Somewhere in the midst of this long labor, we talked of these things and how they happen the world over. We acknowledged their many sorrows and loses and how it would be understandable not to want to bring a baby into such a world. We also talked of how much hope and joy a baby can bring.
I thought of the Diary of Lewis and Clark and how they describe Sacajawea’s birth as particularly violent. I thought perhaps it was the same for The Gardner’s Daughter and that when we give birth after a great violence has been done to us, it takes a special form of courage to open up to the great love that mothering asks of us. I thought of Pomp, Sacajawea’s son and how much she loved him. I told myself that other women have survived unwilling conceptions and have gone on to love the children and to heal themselves.
After we talked to the Gardener and her daughter about all they had worked to overcome there was a change. Our sweet laboring mama, held us close and in time and with much work, opened up and pushed out a baby girl whose eyes found and held her mothers; a little girl with soft, black curls and a mouth that smiled even as she slept.
Perhaps I have a soft place in my heart, for young pregnant girls, barefoot in the garden or for strong determined women who hold their families together and their daughter in their arms no matter the hardships. I watched them; grandmother, daughter, grand daughter all nested one within the other.

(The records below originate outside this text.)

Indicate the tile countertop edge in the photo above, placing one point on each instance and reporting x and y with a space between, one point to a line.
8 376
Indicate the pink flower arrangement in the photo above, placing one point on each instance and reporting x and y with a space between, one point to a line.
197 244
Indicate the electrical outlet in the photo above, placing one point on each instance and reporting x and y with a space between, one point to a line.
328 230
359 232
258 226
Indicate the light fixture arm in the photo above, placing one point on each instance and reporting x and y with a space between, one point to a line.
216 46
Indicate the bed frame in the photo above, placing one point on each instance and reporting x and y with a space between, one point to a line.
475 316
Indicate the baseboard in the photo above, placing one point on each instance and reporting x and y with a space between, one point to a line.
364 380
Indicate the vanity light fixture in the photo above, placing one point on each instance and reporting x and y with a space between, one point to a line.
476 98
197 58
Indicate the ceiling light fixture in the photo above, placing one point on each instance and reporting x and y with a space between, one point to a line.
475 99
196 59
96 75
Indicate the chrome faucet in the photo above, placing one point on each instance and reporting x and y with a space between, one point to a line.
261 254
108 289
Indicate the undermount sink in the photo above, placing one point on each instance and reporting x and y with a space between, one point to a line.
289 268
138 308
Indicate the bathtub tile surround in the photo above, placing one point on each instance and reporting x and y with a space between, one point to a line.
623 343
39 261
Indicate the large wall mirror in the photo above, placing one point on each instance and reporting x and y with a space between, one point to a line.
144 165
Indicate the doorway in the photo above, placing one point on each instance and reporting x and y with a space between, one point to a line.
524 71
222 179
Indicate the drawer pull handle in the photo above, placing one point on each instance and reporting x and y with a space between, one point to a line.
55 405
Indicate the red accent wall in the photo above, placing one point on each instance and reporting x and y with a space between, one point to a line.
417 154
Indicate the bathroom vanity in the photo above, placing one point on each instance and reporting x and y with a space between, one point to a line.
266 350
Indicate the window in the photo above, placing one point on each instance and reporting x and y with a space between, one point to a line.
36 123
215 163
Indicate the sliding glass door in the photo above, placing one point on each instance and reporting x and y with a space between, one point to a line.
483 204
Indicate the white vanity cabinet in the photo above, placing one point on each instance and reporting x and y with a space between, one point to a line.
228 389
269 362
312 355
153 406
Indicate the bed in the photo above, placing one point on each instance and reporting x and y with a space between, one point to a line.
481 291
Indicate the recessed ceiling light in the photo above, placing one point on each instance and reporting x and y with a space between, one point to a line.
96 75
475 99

Later they asked me to name this baby and I named her Maddie Mae because I always thought it was a name that had a cheerful way of rolling into the world and because it reminded me of the names they love and most of all because I know a Maddie Mae who is strong and wise and kind and I thought that might be a good name for the baby of the Gardener’s daughter.
And so as in all birth stories, as my tale ends it also is just beginning.
Wow, what a beautiful, heartbreaking, but hopeful story! I'm glad you included it, because sometimes I don't click over to other blogs either, not that it's hard or anything, but it's like it's one more thing to sidetrack me. It really is a wonderful work they are doing there!